The digital magazine itself was launched late last year and an app version was released in April of this year. The magazine is, I would assume, aimed at designers and retailers who would use the line of crystals in their own jewelry creations. Like other B2B magazines, the editorial focuses on those end-users, the designers.

The iPad version of the magazine is interesting in that their is one native tablet design being used, yet the app supports portrait and landscape. The layouts look most natural in portrait, yet may be easier to read in landscape. Font choices, therefore, seem to be a compromise between the small size seen in portrait and the blown up sizes seen in landscape. (The video below shows landscape.)

The app and its issues are free to download and access, of course.

The download for the latest issue is rather slow, and while the September issue can be found online it has yet to appear in the iPad app's library.

The tablet edition and online magazines are identical in content right down to the photographs that can be enlarged with a tap (or click). Since there is no print version of the magazine, the designs are native all the way, which makes the reading experience much better than most magazines converted from an online version.

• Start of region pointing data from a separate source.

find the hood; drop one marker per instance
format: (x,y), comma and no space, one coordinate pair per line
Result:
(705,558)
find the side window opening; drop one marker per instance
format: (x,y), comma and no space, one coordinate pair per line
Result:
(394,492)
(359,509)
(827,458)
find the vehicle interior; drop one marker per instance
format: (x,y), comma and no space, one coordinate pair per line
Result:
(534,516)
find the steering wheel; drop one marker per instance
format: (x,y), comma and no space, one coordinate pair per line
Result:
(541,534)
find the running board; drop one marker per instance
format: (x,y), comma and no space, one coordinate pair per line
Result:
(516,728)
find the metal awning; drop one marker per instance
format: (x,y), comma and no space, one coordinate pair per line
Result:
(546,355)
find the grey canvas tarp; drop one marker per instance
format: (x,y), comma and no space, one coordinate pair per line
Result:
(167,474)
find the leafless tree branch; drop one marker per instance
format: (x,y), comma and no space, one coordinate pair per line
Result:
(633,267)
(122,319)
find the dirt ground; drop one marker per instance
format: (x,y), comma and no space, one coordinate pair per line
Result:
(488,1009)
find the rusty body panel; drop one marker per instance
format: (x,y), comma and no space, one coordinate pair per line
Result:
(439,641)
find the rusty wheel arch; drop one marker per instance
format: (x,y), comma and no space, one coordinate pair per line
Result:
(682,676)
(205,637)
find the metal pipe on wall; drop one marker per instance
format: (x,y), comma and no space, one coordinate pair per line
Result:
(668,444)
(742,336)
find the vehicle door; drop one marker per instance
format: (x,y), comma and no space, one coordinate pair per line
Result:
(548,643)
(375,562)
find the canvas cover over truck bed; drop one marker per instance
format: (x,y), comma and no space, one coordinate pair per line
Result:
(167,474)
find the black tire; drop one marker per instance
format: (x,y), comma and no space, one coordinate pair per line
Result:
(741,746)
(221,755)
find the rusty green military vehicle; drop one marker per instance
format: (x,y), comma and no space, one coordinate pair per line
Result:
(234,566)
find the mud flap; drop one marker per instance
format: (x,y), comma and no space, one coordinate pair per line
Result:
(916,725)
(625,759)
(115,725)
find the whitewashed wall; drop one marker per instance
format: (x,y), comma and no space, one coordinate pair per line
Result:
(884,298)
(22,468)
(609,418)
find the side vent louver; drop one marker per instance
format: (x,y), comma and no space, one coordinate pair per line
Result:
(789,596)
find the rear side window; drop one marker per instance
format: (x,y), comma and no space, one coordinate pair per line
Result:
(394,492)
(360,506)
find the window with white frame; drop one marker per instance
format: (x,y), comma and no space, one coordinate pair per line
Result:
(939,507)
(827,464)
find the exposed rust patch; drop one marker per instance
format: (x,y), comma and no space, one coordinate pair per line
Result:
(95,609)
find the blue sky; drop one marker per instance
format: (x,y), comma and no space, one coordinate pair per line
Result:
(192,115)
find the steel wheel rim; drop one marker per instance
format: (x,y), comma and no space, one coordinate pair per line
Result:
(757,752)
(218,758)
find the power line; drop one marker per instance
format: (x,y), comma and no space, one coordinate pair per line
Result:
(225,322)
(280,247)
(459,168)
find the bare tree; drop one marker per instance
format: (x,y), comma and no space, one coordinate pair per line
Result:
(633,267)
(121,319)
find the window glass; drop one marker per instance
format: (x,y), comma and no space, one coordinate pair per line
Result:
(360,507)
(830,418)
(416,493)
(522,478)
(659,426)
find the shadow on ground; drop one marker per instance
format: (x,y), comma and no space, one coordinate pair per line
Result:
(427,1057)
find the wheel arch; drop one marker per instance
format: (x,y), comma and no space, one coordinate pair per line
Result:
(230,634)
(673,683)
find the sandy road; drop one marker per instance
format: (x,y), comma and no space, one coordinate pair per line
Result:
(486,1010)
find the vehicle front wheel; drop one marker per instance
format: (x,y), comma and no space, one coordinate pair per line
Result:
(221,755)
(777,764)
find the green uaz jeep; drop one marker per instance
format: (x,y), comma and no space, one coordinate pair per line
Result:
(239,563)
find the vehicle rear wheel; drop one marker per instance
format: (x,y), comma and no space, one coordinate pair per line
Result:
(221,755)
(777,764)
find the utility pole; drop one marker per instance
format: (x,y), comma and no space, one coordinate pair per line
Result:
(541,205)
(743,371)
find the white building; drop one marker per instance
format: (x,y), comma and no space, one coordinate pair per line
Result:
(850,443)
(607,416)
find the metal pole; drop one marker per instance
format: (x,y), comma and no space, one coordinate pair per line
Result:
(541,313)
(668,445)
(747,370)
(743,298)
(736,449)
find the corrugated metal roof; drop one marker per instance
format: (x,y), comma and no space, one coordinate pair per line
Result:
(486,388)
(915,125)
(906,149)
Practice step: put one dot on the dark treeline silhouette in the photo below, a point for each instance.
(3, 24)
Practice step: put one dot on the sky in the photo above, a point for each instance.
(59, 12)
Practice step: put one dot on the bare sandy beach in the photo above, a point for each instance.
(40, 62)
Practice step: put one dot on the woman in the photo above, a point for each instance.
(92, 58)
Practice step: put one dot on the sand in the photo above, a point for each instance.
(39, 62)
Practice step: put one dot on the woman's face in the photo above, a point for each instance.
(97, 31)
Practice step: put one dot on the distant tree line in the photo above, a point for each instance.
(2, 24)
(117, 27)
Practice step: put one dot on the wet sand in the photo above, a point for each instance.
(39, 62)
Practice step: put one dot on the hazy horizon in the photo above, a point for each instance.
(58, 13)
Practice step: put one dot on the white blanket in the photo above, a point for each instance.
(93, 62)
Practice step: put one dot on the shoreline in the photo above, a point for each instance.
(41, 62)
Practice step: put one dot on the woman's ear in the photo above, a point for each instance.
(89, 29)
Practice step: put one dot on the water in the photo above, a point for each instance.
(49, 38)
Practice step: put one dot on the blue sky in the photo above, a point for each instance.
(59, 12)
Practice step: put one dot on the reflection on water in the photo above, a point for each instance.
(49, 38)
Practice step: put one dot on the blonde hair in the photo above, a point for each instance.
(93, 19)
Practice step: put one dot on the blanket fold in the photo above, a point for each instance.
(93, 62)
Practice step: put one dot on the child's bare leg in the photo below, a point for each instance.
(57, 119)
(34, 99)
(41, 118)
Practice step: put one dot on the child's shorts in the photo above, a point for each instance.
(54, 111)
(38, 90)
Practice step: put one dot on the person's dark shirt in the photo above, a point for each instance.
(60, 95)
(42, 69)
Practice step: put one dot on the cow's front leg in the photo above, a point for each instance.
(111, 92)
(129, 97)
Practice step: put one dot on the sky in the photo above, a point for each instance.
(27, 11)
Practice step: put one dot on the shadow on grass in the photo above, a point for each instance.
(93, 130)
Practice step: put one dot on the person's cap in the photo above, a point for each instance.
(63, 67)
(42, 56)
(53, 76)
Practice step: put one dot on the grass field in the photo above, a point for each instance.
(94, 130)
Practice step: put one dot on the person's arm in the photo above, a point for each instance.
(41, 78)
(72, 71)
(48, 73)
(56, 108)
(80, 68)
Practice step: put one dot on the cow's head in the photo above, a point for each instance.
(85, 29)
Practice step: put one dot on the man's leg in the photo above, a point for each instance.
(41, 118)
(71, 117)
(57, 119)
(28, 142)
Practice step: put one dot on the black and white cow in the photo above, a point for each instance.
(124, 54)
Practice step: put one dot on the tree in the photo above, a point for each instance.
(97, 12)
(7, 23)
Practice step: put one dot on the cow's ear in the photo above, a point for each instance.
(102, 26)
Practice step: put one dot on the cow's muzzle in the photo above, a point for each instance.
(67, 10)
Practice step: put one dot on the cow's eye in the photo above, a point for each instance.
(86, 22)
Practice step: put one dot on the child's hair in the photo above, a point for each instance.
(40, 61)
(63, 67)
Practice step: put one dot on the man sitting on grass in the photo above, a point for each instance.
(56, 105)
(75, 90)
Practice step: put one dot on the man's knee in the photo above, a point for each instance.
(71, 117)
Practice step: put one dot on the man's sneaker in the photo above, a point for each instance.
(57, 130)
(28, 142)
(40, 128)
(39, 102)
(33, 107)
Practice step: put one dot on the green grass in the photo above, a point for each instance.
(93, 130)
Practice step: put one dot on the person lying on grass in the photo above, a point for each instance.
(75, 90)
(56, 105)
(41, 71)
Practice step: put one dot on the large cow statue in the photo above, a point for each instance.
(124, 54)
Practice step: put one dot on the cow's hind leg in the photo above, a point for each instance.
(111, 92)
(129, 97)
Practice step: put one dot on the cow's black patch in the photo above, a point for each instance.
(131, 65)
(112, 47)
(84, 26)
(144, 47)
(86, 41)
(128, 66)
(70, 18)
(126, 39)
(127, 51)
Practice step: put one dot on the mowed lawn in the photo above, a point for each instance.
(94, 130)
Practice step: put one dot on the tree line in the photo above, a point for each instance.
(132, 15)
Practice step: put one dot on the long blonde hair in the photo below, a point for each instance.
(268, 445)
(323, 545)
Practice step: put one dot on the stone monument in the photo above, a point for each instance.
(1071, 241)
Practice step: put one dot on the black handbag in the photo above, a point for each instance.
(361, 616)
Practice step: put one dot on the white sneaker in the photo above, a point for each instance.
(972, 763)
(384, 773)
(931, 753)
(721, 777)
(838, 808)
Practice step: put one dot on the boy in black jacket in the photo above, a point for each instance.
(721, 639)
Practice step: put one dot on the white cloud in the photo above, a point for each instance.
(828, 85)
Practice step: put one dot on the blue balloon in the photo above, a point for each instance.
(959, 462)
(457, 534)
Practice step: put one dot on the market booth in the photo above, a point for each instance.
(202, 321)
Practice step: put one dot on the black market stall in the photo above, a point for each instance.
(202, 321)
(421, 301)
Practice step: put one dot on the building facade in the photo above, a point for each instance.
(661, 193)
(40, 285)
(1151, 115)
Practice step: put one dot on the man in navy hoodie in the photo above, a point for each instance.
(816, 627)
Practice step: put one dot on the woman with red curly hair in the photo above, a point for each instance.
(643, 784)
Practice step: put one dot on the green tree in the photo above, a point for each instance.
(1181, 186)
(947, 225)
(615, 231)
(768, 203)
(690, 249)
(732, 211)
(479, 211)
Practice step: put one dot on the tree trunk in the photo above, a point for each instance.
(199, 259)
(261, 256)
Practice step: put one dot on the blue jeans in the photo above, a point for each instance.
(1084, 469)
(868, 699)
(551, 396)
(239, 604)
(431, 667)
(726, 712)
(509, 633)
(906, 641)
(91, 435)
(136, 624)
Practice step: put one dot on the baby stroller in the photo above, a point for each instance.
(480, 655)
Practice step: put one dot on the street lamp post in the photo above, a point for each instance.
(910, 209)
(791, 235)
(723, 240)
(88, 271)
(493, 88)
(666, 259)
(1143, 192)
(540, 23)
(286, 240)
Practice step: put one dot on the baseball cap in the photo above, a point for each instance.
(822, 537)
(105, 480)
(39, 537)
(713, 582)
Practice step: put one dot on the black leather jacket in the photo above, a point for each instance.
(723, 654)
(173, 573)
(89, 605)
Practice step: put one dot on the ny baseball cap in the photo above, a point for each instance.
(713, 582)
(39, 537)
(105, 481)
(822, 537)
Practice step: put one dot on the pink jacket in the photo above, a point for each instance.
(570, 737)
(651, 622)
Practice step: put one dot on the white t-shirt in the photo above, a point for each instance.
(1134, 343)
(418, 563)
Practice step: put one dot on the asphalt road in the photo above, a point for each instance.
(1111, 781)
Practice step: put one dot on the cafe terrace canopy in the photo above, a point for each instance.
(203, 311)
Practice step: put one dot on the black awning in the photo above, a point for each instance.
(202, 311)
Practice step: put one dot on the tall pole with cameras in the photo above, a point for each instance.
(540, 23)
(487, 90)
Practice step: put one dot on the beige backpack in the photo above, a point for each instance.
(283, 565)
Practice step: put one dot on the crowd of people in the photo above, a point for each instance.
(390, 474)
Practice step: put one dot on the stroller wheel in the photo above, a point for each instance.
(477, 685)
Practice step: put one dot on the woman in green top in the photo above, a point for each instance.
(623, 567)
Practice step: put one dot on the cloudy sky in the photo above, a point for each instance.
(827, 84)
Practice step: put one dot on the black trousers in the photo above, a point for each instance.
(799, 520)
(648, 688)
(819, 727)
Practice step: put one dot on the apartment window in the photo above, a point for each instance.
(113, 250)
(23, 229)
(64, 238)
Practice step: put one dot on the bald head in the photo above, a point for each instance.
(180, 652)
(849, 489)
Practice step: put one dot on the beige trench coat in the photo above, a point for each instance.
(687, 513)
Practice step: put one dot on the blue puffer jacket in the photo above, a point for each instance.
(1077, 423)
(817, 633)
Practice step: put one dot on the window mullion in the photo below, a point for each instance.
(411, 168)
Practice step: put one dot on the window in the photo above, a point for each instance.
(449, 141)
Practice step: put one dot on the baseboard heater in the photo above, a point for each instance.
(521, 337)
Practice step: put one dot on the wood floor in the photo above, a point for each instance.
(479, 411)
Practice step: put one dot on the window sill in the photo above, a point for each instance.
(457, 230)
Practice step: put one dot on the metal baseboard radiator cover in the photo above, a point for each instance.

But research shows pretty clearly that readers are not that fond of online magazines, rating them at the bottom of their choices of platforms. Print is still number one, of course, but eReaders/tablets are the next choice, with phones and PCs bringing up the bottom. Much of the research in this area was conducted early on in the life of tbalets so I'd love to see an update of this type of research, but I think that it is safe to say that anyone currently with an online digital magazine would be silly not to launch a tablet version.